Receita aperta o cerco contra super-ricos no IRPF 2026

Receita aperta o cerco contra super-ricos no IRPF 2026 | Marcello Casal Jr./Agência Brasil

A Lei 14.754/23 acaba com o adiamento de impostos e obriga a apuração anual de lucros no exterior, mesmo sem repatriação. O novo regime nivela a tributação entre capital nacional e internacional, exigindo declarações rigorosas no IR 2026. Agora, o foco total é a conformidade fiscal para evitar multas e proteger o patrimônio sob o novo rigor do Leão. 

O fim do benefício de pagar imposto apenas na retirada de dividendos é o pilar central da reforma. A partir da declaração de 2026, investidores entram definitivamente no modelo de tributação periódica, que incide sobre os lucros apurados no ano-calendário anterior. 

Ambiente Onshore: a nova sistemática do come-cotas para fundos fechados 

Os fundos de investimento fechados, reduto histórico de investidores qualificados e profissionais, perderam seu maior diferencial competitivo: a postergação do tributo para o resgate. Sob a nova lei, essas estruturas agora integram o regime de “come-cotas”, com recolhimento compulsório semestral (maio e novembro).

A carga tributária segue a maturidade dos ativos: 15% para carteiras de longo prazo e 20% para as de curto prazo (até 365 dias). Para o cotista, o impacto vai além da alíquota: a retenção periódica de cotas pelo administrador interrompe a curva de juros compostos sobre o capital bruto, exigindo um novo cálculo de rentabilidade real. 

Offshores e Trusts: A era da transparência fiscal

No cenário internacional, o padrão agora é a transparência fiscal plena. Estruturas no exterior e trusts deixaram de oferecer o abrigo do diferimento; agora, os lucros apurados em balanço são tributados anualmente na Declaração de Ajuste Anual (DAA) da pessoa física, independentemente de qualquer distribuição efetiva de dividendos. 

A regra impõe uma alíquota linear de 15% sobre o lucro anual. Um ponto de atenção crítica para o IR 2026 é a base de cálculo: o imposto incide sobre o lucro em moeda estrangeira convertido para reais, integrando a variação cambial à conta tributária no momento da apuração ou liquidação, a depender da origem do aporte. 

Variáveis críticas na apuração do imposto 

A base de cálculo para o IR 2026 transcende a simples alíquota, exigindo atenção a três fatores determinantes: 

  • Origem e Câmbio: o cálculo do lucro varia conforme a procedência do capital (recursos mantidos fora vs. enviados do Brasil). Identificar a “moeda funcional” é o que define o tamanho do ganho de capital tributável. 

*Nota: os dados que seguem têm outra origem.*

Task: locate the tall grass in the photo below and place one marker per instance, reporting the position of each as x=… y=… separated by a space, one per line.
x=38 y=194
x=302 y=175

  • Blindagem via FIAs: fundos com 67% de ações (FIAs) permanecem como “oásis” de diferimento, isentos de come-cotas e tributados apenas no resgate. A reclassificação de multimercados para FIAs tornou-se a principal manobra defensiva de alocação. 

  • Eficiência via perdas: a nova lei permite abater prejuízos externos de lucros da mesma natureza, mas isso impõe um rigoroso controle contábil (bookkeeping) das posições globais para não desperdiçar créditos fiscais. 

Consolidação e eficiência: o novo normal fiscal 

O governo projeta uma arrecadação de R$ 20 bilhões anuais com a nova lei, que encerra a fase de transição e inicia o período de conformidade contínua no IR 2026. Sem as alíquotas reduzidas de atualização (como os 8% anteriores), o foco do investidor migrou do diferimento passivo para a gestão ativa de portfólio. 

Nesse cenário de isonomia, a competitividade das offshores agora depende mais da escolha estratégica de ativos do que da simples postergação tributária. O investidor de alta renda deve, portanto, equilibrar o custo de manutenção de suas estruturas globais com a nova realidade de apuração anual obrigatória.